Sensory analysis

"The human being as measurement instrument"

Sensory analysis is a technique that grew fast over the last years and that uses the human senses to characterize a product.

To evaluate the softness of a chocolate or the sweetness of an orange juice, the bitterness of a coffee or the liking of a package over another one, to determine when a door noise becomes unpleasant or which skin cream out of several is the easiest to spread, groups of persons are asked to transmit the information they get from their senses. The human being becomes a measurement instrument asked to quantify, compare, or score during tests what he has felt when observing, tasting, smelling, touching, or listening to different stimuli. He is at the heart of the system that has to designate and follow the ideal product.

 Judges

 

To yield precise results, this approach, based on the collection and computation of the sensations of an important number of persons, needs a rigorous environment, and a suitable computer tool with session organization, data collection and storage, and result computation.
With all these goals in mind BIOSYSTEMES has developed the FIZZ software solutions.

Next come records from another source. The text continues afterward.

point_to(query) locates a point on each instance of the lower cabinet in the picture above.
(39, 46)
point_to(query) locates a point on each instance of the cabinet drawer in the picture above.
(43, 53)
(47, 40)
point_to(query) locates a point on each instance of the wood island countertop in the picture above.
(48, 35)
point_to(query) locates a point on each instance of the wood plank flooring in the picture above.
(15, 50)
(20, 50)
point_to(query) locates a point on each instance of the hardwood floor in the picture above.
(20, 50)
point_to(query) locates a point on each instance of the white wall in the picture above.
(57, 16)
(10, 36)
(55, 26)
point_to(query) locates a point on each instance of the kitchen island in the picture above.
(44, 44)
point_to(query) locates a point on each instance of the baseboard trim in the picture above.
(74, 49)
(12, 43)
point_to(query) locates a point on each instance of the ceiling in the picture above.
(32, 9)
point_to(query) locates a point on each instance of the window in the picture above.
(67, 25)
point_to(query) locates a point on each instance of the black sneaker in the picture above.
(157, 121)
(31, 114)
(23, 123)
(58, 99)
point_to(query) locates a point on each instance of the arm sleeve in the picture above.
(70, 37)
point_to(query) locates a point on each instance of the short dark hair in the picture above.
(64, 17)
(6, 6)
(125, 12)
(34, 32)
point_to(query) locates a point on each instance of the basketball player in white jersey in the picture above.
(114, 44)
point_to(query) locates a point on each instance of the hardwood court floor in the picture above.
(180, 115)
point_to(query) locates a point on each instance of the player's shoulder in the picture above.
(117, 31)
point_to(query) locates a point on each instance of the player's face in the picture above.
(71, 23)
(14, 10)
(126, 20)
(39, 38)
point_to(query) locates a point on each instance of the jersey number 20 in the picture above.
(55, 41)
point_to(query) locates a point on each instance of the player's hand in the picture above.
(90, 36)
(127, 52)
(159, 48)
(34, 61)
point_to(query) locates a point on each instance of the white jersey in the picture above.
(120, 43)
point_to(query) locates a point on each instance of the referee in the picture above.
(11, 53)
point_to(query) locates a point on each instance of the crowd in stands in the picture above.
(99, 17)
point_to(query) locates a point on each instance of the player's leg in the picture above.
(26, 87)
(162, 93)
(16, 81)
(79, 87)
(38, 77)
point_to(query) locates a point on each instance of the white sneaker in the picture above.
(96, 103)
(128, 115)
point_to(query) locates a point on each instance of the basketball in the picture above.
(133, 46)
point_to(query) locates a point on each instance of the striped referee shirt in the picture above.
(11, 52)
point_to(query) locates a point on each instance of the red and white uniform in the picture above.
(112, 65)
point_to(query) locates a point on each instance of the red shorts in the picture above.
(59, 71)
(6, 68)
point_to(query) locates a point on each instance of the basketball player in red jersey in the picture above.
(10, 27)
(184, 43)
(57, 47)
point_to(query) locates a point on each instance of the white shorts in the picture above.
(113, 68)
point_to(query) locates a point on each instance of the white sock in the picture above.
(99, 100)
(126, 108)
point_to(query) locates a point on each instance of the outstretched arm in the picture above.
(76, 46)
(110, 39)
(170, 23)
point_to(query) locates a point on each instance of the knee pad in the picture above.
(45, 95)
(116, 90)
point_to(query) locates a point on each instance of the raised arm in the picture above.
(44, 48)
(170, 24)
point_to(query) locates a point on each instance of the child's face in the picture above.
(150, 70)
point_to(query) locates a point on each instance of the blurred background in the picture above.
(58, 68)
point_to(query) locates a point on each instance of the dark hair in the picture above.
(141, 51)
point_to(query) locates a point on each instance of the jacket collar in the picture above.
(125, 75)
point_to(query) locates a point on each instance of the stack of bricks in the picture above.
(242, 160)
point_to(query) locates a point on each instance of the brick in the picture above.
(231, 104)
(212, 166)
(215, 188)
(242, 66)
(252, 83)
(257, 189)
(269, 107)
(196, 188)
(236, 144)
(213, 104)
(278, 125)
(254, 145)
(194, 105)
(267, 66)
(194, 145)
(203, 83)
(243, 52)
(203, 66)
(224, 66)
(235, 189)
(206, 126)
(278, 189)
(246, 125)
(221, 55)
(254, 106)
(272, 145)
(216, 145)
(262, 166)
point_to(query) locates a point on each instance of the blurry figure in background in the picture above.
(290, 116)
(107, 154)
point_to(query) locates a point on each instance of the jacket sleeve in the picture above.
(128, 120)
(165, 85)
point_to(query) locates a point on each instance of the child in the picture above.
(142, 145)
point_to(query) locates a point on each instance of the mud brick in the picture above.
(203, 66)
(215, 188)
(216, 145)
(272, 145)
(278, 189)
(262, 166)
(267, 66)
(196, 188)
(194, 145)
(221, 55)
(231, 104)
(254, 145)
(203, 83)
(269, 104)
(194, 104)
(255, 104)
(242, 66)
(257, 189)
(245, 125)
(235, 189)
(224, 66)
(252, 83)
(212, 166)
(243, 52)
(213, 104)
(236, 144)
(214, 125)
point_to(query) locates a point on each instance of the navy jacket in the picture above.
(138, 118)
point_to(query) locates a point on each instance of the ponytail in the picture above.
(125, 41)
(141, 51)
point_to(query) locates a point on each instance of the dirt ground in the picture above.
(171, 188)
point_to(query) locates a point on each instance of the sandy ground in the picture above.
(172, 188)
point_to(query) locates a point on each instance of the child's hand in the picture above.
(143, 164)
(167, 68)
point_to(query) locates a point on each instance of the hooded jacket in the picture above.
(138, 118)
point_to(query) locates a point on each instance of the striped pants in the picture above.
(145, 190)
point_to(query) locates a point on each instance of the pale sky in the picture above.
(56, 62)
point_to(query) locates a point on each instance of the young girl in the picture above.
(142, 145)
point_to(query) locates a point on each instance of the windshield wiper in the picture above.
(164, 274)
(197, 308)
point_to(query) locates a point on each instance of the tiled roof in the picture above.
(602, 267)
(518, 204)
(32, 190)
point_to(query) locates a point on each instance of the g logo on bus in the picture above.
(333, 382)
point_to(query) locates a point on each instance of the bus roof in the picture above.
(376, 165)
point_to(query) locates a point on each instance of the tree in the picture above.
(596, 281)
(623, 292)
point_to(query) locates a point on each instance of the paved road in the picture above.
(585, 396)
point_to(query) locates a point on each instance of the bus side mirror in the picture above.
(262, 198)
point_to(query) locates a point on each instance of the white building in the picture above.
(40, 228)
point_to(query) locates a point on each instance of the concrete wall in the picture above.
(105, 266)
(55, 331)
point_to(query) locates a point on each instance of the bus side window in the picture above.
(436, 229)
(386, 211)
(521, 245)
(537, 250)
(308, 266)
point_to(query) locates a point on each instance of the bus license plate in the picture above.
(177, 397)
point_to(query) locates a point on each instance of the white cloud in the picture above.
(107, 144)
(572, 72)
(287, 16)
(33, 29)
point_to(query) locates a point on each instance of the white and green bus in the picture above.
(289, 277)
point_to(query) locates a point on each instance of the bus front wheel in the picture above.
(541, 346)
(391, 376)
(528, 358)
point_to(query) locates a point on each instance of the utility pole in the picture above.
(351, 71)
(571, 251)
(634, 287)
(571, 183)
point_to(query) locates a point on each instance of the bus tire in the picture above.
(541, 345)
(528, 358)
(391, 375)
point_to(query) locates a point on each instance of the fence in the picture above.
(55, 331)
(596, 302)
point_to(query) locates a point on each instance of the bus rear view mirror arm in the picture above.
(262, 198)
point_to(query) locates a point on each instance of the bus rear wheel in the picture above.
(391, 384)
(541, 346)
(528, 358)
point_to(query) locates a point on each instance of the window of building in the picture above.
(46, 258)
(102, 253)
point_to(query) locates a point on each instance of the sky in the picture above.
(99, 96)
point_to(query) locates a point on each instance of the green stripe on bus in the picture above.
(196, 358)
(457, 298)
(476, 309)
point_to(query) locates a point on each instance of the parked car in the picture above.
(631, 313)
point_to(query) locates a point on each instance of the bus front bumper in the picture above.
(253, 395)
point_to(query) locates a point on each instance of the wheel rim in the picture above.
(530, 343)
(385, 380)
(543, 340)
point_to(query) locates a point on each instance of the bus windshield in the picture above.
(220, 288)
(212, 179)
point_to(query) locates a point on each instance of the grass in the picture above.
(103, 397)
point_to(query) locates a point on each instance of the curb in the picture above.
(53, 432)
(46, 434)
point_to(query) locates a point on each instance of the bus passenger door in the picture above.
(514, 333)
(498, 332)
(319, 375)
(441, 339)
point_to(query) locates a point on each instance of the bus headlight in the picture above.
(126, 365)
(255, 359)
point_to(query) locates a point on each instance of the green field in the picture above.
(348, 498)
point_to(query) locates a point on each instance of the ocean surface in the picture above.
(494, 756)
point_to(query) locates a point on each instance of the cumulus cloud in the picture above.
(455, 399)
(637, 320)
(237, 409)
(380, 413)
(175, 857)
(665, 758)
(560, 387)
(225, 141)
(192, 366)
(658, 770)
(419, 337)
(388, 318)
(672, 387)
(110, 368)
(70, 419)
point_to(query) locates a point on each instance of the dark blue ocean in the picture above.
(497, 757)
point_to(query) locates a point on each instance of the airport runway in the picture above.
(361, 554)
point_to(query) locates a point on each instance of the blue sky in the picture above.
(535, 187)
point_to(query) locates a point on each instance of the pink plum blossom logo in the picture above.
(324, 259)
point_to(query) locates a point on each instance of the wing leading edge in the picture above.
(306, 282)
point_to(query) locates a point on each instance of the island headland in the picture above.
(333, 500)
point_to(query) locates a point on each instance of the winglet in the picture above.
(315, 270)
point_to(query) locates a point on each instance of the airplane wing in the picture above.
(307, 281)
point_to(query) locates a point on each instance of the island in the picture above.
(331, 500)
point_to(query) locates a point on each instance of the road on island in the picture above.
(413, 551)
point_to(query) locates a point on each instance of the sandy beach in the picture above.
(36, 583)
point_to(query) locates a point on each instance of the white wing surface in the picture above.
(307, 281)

Various applications of sensory analysis

Today sensory analysis is an essential technique. Even if the main application domain is the food industry, no modern commercial approach can miss the input of this irreplaceable instrument, wich is often linked with consumer tests, whatever the nature of the product. The sensory characters of a product and / or its presentation must be taken in account right at the development stage, and be followed during production to guarantee the quality and the success of the product.
 

Quality control

In quality control, sensory analysis is a great ally to follow the sensory characteristics of the production, detect defects or the lack of consistency of a product.
 

Research
and
development

In R&D, it helps to understand the perception mechanisms of the stimuli, and the acceptability of the products.

 

Marketing

Used in marketing, it rationalizes the commercial approach using consumer surveys, preference and acceptability tests, and comparison with products form the competition.